Study shows safety of palbociclib for advanced breast cancer patients with unique gene alteration

Women who receive palbociclib (Ibrance ®) to treat their advanced breast cancer and have a gene alteration that can lead to a condition known as benign ethnic neutropenia (BEN), can safely receive the drug without major concerns of developing infections associated with neutropenia, or low white blood cell counts, say Georgetown Lombardi Comprehensive Cancer Center researchers. African American women have a higher incidence of BEN than other races and have been underrepresented in trials testing this medicine so palbociclib's safety in this population wasn't fully known.

This clinical trial result will be presented in a poster session at the San Antonio Breast Cancer Symposium on December 11, 2019, in San Antonio, Texas.

Many clinical trials require patients to have normal white blood cell counts at enrollment. Specifically, clinical trials of palbociclib have shown that women can develop neutropenia (low neutrophil counts) while taking the drug and therefore be at increased risk of infection. Neutrophils are a type of white blood cell and they are usually one of the first types of white blood cells to reach a site of infection. The lack of infection-fighting white blood cells is often an emergency situation. A BEN diagnosis carries a very low risk of infection, yet women may be given reduced dosages of palbociclib due to lower neutrophil counts even though their infection risk is low.

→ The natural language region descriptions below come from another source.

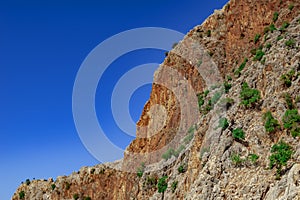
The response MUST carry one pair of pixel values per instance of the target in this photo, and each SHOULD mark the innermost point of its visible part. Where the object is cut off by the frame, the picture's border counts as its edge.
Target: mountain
(222, 121)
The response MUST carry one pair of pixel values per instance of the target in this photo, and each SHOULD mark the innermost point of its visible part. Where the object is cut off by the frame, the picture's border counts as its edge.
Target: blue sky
(42, 45)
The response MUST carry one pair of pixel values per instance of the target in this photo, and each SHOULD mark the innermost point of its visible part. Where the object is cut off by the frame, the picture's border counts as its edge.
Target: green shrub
(75, 196)
(241, 67)
(287, 78)
(253, 158)
(216, 98)
(182, 168)
(151, 181)
(275, 16)
(22, 195)
(291, 119)
(174, 186)
(92, 170)
(271, 124)
(256, 38)
(290, 43)
(168, 154)
(162, 184)
(297, 99)
(281, 153)
(140, 170)
(238, 133)
(227, 86)
(248, 95)
(258, 55)
(223, 123)
(253, 51)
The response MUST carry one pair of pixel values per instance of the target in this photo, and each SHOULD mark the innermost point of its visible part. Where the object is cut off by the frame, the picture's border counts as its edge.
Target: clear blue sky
(42, 45)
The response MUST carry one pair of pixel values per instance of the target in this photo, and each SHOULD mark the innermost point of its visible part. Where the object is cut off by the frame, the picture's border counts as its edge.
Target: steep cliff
(222, 121)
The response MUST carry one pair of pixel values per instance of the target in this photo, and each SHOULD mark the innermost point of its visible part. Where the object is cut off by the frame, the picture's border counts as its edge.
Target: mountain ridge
(215, 165)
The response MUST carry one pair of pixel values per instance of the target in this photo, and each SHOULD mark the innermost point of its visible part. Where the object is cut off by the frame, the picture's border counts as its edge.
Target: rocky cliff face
(215, 134)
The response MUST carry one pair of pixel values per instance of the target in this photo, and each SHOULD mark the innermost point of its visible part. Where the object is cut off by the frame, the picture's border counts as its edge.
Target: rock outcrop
(195, 109)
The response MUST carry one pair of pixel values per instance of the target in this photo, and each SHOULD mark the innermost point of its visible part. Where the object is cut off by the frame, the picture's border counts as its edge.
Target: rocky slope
(254, 42)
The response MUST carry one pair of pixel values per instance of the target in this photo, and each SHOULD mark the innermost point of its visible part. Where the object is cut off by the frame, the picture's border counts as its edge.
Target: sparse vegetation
(92, 170)
(200, 100)
(238, 133)
(275, 16)
(223, 123)
(289, 101)
(76, 196)
(182, 168)
(253, 158)
(174, 45)
(162, 184)
(236, 159)
(68, 185)
(206, 92)
(281, 153)
(280, 37)
(27, 182)
(241, 67)
(151, 181)
(256, 38)
(284, 26)
(287, 78)
(258, 55)
(248, 95)
(271, 124)
(169, 153)
(227, 86)
(174, 186)
(140, 170)
(272, 28)
(228, 78)
(208, 33)
(22, 195)
(199, 63)
(291, 121)
(216, 98)
(227, 102)
(268, 46)
(290, 43)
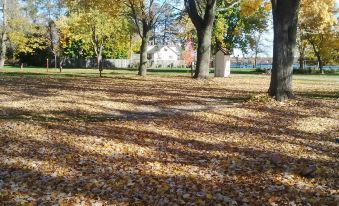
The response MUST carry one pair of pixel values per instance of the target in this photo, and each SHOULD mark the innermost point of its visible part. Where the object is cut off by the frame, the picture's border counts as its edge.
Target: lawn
(76, 139)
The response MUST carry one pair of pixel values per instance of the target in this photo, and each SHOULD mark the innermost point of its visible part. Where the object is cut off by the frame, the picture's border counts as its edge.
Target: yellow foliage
(249, 7)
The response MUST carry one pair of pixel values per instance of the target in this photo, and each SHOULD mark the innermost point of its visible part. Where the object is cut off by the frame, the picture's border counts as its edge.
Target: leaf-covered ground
(167, 141)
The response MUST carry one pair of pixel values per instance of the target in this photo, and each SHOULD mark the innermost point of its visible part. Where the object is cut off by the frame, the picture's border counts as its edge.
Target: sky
(268, 39)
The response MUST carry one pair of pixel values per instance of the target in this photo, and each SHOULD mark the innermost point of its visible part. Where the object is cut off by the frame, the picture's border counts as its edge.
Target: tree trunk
(55, 61)
(99, 67)
(255, 60)
(60, 64)
(204, 25)
(301, 63)
(320, 64)
(3, 50)
(143, 55)
(285, 19)
(4, 35)
(203, 54)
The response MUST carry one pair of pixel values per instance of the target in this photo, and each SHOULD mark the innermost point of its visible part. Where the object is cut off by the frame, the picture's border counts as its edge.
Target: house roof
(158, 47)
(225, 51)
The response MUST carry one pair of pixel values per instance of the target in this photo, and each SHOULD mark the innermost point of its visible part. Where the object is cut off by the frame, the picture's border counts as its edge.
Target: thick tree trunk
(4, 35)
(3, 50)
(204, 25)
(55, 61)
(99, 67)
(143, 55)
(60, 64)
(203, 53)
(285, 19)
(301, 63)
(320, 64)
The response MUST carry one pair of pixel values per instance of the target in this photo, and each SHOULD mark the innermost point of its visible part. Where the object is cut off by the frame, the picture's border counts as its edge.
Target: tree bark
(203, 53)
(285, 19)
(99, 64)
(320, 63)
(55, 61)
(301, 63)
(4, 35)
(204, 26)
(143, 53)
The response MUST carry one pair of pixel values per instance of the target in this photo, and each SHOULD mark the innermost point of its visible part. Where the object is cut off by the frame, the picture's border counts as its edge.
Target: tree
(202, 15)
(226, 29)
(315, 26)
(145, 14)
(93, 27)
(285, 20)
(4, 34)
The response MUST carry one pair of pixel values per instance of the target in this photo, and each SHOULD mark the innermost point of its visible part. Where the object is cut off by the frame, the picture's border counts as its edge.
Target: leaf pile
(166, 141)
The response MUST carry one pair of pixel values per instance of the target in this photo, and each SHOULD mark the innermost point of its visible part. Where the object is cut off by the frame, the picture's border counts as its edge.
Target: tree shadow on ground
(145, 158)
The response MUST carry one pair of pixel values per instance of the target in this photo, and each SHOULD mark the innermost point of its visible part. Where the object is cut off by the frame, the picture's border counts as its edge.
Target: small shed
(222, 63)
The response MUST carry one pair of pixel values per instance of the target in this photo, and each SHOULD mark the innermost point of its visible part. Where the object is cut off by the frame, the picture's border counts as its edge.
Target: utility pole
(4, 34)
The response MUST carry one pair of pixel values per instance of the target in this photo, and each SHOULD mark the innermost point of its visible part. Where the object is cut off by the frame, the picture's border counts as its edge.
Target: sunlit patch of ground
(165, 141)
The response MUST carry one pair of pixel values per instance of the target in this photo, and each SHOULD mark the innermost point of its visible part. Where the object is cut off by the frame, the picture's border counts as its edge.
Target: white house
(163, 53)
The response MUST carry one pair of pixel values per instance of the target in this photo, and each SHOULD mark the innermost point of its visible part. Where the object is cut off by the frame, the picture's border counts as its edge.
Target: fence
(120, 63)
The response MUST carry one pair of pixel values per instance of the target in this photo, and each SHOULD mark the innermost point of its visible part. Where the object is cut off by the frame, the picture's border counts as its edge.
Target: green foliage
(235, 26)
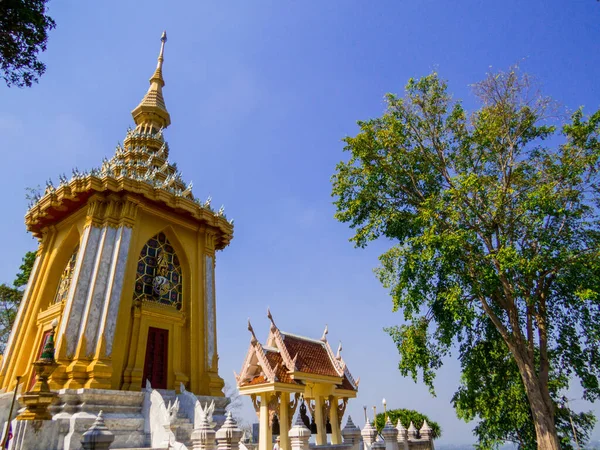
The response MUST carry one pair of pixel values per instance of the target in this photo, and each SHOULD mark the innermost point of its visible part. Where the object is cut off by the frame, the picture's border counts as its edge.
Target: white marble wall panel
(113, 294)
(24, 303)
(98, 289)
(82, 276)
(209, 301)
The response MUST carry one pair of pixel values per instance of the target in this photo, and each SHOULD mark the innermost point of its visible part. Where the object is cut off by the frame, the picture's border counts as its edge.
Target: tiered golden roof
(140, 166)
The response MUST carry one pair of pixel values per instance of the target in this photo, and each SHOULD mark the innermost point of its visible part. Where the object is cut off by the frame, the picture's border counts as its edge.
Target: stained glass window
(65, 279)
(158, 277)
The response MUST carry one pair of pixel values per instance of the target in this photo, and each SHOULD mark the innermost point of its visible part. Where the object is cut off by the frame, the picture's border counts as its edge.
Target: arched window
(66, 278)
(158, 277)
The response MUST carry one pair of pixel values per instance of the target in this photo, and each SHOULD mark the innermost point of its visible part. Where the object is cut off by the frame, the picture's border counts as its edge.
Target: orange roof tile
(282, 374)
(312, 355)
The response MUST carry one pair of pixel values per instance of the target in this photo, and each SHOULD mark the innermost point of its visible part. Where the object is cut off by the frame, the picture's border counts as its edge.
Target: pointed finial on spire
(152, 110)
(251, 330)
(270, 316)
(324, 337)
(161, 57)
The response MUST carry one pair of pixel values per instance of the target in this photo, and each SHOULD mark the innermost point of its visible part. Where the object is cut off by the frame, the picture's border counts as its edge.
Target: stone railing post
(351, 434)
(299, 435)
(203, 437)
(426, 433)
(412, 432)
(369, 434)
(378, 445)
(390, 436)
(402, 436)
(229, 435)
(98, 436)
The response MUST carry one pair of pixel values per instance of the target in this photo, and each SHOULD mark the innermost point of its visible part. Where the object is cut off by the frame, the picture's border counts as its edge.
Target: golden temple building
(290, 371)
(125, 272)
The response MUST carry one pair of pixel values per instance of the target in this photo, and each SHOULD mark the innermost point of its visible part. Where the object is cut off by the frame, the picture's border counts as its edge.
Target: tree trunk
(542, 412)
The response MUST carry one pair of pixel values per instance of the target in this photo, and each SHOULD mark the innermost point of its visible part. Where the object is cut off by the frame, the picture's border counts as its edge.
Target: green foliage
(495, 224)
(492, 389)
(407, 416)
(25, 270)
(10, 298)
(25, 26)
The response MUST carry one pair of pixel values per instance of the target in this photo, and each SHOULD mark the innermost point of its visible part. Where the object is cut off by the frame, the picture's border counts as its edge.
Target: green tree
(493, 220)
(10, 298)
(24, 27)
(406, 416)
(25, 270)
(492, 390)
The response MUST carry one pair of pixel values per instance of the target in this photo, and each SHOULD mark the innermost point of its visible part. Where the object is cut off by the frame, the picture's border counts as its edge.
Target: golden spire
(152, 110)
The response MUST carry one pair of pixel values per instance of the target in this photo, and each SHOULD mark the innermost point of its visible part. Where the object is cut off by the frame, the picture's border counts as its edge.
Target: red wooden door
(45, 337)
(155, 365)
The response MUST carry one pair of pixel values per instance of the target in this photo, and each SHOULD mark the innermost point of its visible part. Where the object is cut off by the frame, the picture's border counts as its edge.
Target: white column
(229, 435)
(284, 420)
(390, 436)
(351, 434)
(115, 286)
(265, 437)
(75, 305)
(321, 438)
(369, 434)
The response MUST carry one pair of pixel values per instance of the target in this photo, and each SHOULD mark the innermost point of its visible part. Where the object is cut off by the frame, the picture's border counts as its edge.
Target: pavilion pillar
(321, 438)
(265, 438)
(284, 421)
(336, 435)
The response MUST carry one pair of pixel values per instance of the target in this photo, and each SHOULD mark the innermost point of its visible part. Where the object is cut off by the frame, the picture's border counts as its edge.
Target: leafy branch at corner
(496, 229)
(24, 27)
(10, 298)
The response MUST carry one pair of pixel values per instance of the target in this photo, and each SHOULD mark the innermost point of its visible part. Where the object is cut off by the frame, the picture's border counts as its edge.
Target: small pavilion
(292, 370)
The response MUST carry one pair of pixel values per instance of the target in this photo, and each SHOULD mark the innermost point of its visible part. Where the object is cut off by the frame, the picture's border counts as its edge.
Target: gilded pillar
(265, 438)
(334, 419)
(321, 438)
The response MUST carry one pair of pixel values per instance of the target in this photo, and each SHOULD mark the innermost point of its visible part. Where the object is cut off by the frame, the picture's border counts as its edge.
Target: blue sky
(260, 95)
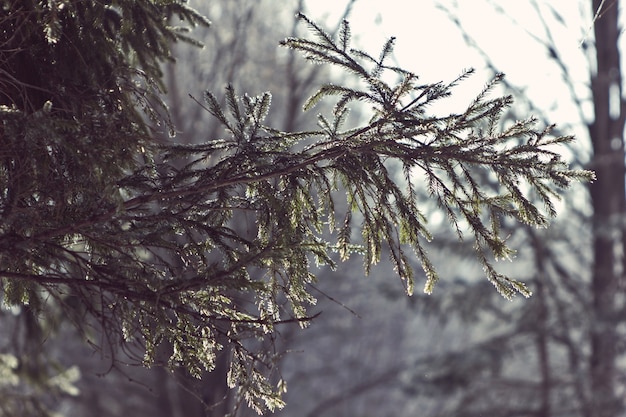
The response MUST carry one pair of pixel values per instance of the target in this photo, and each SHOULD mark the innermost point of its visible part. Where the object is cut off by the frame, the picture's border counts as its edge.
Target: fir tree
(136, 237)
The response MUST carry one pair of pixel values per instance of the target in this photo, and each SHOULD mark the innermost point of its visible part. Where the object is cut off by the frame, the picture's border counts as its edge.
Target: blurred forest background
(463, 351)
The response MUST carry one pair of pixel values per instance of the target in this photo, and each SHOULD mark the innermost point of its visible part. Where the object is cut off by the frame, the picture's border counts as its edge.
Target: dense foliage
(208, 247)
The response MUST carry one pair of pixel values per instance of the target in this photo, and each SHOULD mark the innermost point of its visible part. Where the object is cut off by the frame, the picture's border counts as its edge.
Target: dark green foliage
(209, 247)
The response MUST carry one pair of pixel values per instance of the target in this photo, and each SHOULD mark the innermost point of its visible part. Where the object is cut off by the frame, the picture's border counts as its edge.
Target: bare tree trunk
(607, 194)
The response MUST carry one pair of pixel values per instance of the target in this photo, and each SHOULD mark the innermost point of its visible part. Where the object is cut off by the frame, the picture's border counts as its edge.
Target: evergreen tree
(134, 239)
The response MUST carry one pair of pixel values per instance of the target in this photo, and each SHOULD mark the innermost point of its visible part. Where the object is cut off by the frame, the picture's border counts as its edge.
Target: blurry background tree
(559, 353)
(38, 225)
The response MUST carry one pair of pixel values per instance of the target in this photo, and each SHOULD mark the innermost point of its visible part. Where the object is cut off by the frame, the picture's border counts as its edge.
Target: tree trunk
(607, 194)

The phase II PALINA trial, conducted at Georgetown Lombardi and four other centers, used advanced DNA testing at the start of the trial to determine if women had the gene alteration that leads to BEN. The women took palbociclib pills and an estrogen-lowering pill (letrozole) for a maximum of one year. They were then followed to determine if their BEN status affected their safety when taking palbociclib.

Problematically, African American women and women of African descent have higher rates of death due to breast cancer than white women and their representation in clinical trials has been historically lacking. It was important for us to demonstrate that African American and other women with BEN can, and should, receive the same treatment regimen, in this case palbociclib, for their breast cancer as other women."

Filipa Lynce, MD, a physician researcher at Georgetown Lombardi Comprehensive Cancer Center who treats patients at MedStar Georgetown University Hospital

The trial enrolled 35 women from Washington, D.C., Baltimore, Chicago and Philadelphia. This current analysis showed that of the 33 women who were tested, 58% had the gene alteration that is associated with lower neutrophil counts. None of the patients in this trial progressed to neutropenia that led to a fever, nor did any of the women discontinue their treatment due to infections. Nearly half of the women did develop a high, but not life-threatening level of neutropenia, resulting in delays in taking their medications.

"We are now more confident that palbociclib can be taken safely by African American and other women with BEN, as long as their white blood cell counts are regularly monitored," said Lynce. "Our results also point out the need to design trials that enroll women with different ancestries and reflect our patient population so that study outcomes can be applicable to as many women as possible."